La struttura interna della roccia di Ipazia è un po come un panforte caduto da una mensola su un mucchietto di farina, incrinandosi all’impatto. «Possiamo pensare alla maggior parte della roccia di Ipazia come all’impasto mal amalgamato del panforte: ciò che in gergo geologico chiamiamo due matrici miste», dice Jan Kramers, alla guida dello studio pubblicato due settimane fa su Geochimica et Cosmochimica Acta. «La frutta candita e le noci rappresentano i grani minerali trovati nelle inclusioni di Ipazia, mentre la farina che impolvera il panforte caduto rappresenta i “materiali secondari” che abbiamo trovato nelle fratture di Ipazia, materiali che vengono dalla Terra».

«Se fosse possibile macinare l’intero pianeta Terra in polvere in un enorme mortaio e pestello, otterremmo in media polvere con una composizione chimica simile a quella delle condriti», aggiunge Kramers. «Nelle condriti ci aspettiamo di vedere una piccola quantità di carbonio e un’alta quantità di silicio, ma la matrice di Ipazia ha una quantità enorme di carbonio e una quantità insolitamente ridotta di silicio».

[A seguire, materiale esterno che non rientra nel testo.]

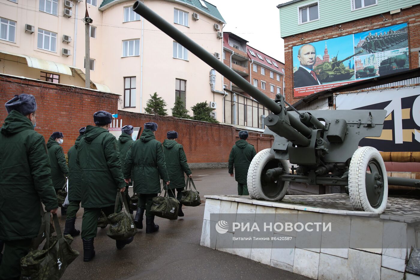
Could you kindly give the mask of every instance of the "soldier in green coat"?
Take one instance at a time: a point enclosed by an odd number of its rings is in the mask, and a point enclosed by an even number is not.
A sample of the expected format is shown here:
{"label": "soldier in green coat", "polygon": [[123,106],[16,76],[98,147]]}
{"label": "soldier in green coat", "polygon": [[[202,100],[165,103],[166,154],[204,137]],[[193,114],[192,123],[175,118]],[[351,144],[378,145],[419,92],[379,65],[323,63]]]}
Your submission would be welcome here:
{"label": "soldier in green coat", "polygon": [[[133,135],[133,132],[134,130],[134,127],[132,125],[128,124],[124,125],[121,128],[121,135],[118,138],[117,143],[118,144],[118,148],[120,150],[120,159],[121,160],[121,166],[122,167],[124,166],[124,161],[126,159],[126,155],[127,154],[127,151],[129,150],[131,144],[134,143],[134,140],[131,138]],[[127,183],[126,185],[126,190],[124,192],[124,194],[126,196],[126,199],[127,200],[127,203],[130,202],[130,195],[129,194],[129,186],[133,185],[133,182],[130,181]],[[133,211],[129,209],[129,211],[131,214],[133,214]]]}
{"label": "soldier in green coat", "polygon": [[82,127],[79,129],[79,135],[74,143],[74,145],[67,152],[68,158],[68,206],[63,233],[65,235],[70,234],[72,236],[78,235],[80,233],[80,230],[74,228],[76,214],[80,208],[80,202],[81,201],[81,186],[80,185],[81,175],[80,168],[76,162],[76,157],[79,143],[83,137],[86,129],[86,127]]}
{"label": "soldier in green coat", "polygon": [[45,140],[34,130],[37,103],[23,93],[6,103],[0,129],[0,240],[4,252],[0,279],[19,279],[20,260],[41,226],[41,203],[56,214]]}
{"label": "soldier in green coat", "polygon": [[169,176],[171,183],[168,190],[169,196],[175,197],[175,190],[176,190],[176,199],[180,202],[178,216],[183,217],[182,204],[181,203],[182,197],[182,190],[185,187],[185,178],[184,173],[190,178],[192,177],[191,170],[188,164],[186,163],[186,156],[184,152],[182,145],[177,143],[176,139],[178,137],[178,133],[174,130],[168,131],[166,133],[168,139],[163,141],[163,153],[165,161],[166,163],[166,170]]}
{"label": "soldier in green coat", "polygon": [[247,176],[251,161],[257,154],[254,146],[247,142],[248,132],[239,132],[239,140],[236,141],[229,155],[229,174],[234,177],[235,167],[235,180],[238,182],[238,195],[248,195]]}
{"label": "soldier in green coat", "polygon": [[[68,174],[68,167],[66,162],[64,152],[60,146],[64,142],[63,139],[64,137],[62,132],[56,131],[52,133],[47,143],[50,164],[51,166],[51,180],[56,193],[66,186],[66,177]],[[61,216],[66,215],[67,208],[63,207],[62,205],[60,205],[60,207],[61,209]]]}
{"label": "soldier in green coat", "polygon": [[134,191],[140,194],[134,223],[137,228],[142,228],[143,214],[145,209],[146,233],[159,230],[159,226],[155,224],[155,215],[150,211],[153,198],[161,191],[160,178],[166,182],[167,186],[170,182],[162,144],[155,137],[155,132],[157,129],[156,123],[144,124],[140,139],[134,142],[127,152],[123,169],[126,182],[129,182],[130,179],[134,180]]}
{"label": "soldier in green coat", "polygon": [[[76,157],[83,186],[81,238],[84,262],[95,256],[93,243],[101,210],[107,216],[113,213],[117,190],[123,193],[126,189],[117,140],[108,131],[112,116],[106,111],[99,111],[93,114],[93,120],[95,126],[86,127]],[[133,239],[116,240],[117,248],[122,249]]]}

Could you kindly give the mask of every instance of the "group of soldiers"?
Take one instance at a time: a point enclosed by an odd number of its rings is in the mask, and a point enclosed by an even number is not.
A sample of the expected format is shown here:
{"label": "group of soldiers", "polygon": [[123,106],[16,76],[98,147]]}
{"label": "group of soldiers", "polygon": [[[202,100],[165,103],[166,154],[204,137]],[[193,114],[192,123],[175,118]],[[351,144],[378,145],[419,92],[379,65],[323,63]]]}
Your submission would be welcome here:
{"label": "group of soldiers", "polygon": [[378,34],[377,32],[374,35],[370,32],[362,48],[370,53],[383,51],[391,46],[407,40],[407,38],[406,29],[394,31],[390,29],[387,33],[384,32],[383,34],[381,32]]}

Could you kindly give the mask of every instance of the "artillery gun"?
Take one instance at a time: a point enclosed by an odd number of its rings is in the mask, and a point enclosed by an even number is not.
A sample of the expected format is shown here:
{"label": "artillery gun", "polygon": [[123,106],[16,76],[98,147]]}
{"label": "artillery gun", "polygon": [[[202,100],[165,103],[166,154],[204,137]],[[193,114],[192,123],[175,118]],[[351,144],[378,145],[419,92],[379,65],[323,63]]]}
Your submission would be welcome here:
{"label": "artillery gun", "polygon": [[[264,119],[264,133],[273,135],[274,141],[271,149],[259,152],[251,163],[247,183],[251,198],[281,200],[290,182],[348,186],[354,209],[382,213],[388,182],[420,187],[420,180],[387,177],[375,148],[357,148],[363,138],[381,135],[386,110],[298,111],[282,95],[273,101],[142,2],[136,1],[133,9],[271,111]],[[296,174],[289,172],[287,160],[298,166]]]}
{"label": "artillery gun", "polygon": [[339,55],[337,53],[337,55],[333,58],[331,61],[323,62],[314,67],[314,71],[316,73],[317,77],[321,83],[348,80],[354,74],[354,70],[346,69],[343,62],[362,52],[362,50],[360,50],[341,60],[337,60]]}

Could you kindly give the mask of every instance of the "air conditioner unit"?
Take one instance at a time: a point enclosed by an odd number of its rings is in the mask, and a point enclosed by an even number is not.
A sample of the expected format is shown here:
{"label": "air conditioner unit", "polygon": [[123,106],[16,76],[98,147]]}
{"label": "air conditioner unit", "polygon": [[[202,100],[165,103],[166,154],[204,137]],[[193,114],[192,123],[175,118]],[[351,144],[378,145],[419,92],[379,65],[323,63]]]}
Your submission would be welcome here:
{"label": "air conditioner unit", "polygon": [[69,0],[65,0],[64,1],[64,7],[71,9],[73,7],[73,2]]}
{"label": "air conditioner unit", "polygon": [[62,53],[63,54],[63,55],[67,55],[67,56],[71,55],[71,53],[70,52],[70,50],[69,50],[68,49],[63,48]]}
{"label": "air conditioner unit", "polygon": [[65,42],[67,44],[68,44],[71,42],[71,37],[70,37],[68,35],[63,35],[63,42]]}
{"label": "air conditioner unit", "polygon": [[71,16],[72,13],[72,13],[71,10],[64,8],[64,14],[63,15],[63,16],[66,16],[68,18],[69,18]]}
{"label": "air conditioner unit", "polygon": [[26,24],[25,24],[25,32],[29,32],[30,33],[33,33],[35,32],[35,26]]}

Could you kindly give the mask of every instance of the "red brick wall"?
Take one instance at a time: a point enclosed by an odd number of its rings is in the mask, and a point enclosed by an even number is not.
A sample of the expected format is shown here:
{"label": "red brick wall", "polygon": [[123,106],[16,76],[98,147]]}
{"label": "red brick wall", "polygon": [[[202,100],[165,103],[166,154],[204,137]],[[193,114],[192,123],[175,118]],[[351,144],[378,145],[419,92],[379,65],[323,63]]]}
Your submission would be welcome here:
{"label": "red brick wall", "polygon": [[[103,110],[117,112],[118,96],[63,85],[11,77],[0,75],[0,103],[2,106],[16,94],[35,96],[37,111],[35,130],[48,141],[54,131],[64,135],[64,153],[74,145],[79,130],[94,125],[93,113]],[[0,123],[7,115],[4,107],[0,108]]]}
{"label": "red brick wall", "polygon": [[[408,22],[408,44],[410,50],[410,69],[418,67],[418,50],[414,51],[411,50],[420,48],[420,21],[419,21],[420,5],[402,10],[400,12],[391,15],[389,13],[386,13],[383,15],[388,20],[383,21],[383,18],[380,17],[380,15],[376,15],[344,23],[337,22],[336,25],[337,26],[341,25],[340,29],[343,29],[341,31],[339,31],[339,28],[336,26],[331,26],[296,34],[296,37],[291,36],[284,37],[286,100],[293,103],[303,97],[294,98],[293,96],[293,54],[292,53],[292,48],[294,46]],[[298,37],[303,38],[303,40],[301,40]]]}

«Fatto ancor più insolito, la matrice contiene una quantità elevata di composti di carbonio molto specifici chiamati idrocarburi poliaromatici, o Pah: una componente importante della polvere interstellare, che esisteva ancora prima della formazione del Sistema solare. La polvere interstellare si trova anche nelle comete e nelle meteoriti che non sono state riscaldati per un periodo prolungato nella loro storia», aggiunge Kramers.

E allora, cos’è questa meteorite? Di certo sappiamo che i grani delle inclusioni di Ipazia analizzati dal primo autore dello studio, Georgy Belyanin, mostrato configurazioni sorprendenti. «L’alluminio si presenta in forma di metallo puro, da solo, non in un composto chimico con altri elementi. A differenza dell’oro, che si trova in forma di pepite, con l’alluminio questo non accade. È un’eventualità estremamente rara sulla Terra e nel resto del Sistema solare, per quanto ne sappiamo», nota Belyanin.

«Abbiamo anche trovato grani di iodio fosfuro d’argento (silver iodine phosphide) e moissanite (carburo di silicio), anch’essi in forme inaspettate. E ci sono anche grani di un composto costituito principalmente da nichel e fosforo, con pochissimo ferro, una composizione minerale mai osservata prima sulla Terra o nelle meteoriti», aggiunge Belyanin. «Nei grani di Ipazia, i rapporti tra le concentrazioni di questi tre elementi, uno rispetto all’altro, sono completamente diversi da quelli calcolati per la Terra o misurati in tipi noti di meteoriti. In tal senso, queste inclusioni sono uniche nel Sistema solare».

«Quello che possiamo dire è che Ipazia si è formata in un ambiente freddo, probabilmente a temperature inferiori a quella dell’azoto liquido sulla Terra (-196 gradi). Nel Sistema solare, un ambiente simile si sarebbe trovato molto più distante della fascia di asteroidi tra Marte e Giove, da dove proviene a maggior parte delle meteoriti. Le comete provengono invece, principalmente, dalla fascia di Kuiper, oltre l’orbita di Nettuno, circa 40 volte più lontano dal Sole di quanto non sia la Terra. Alcune provengono dalla nube di Oort, ancora più lontana. Sappiamo molto poco  sulla composizione chimica degli oggetti spaziali che si trovano là fuori. Quindi il nostro prossimo obiettivo sarà cercare di svelarne la provenienza», conclude Kramers.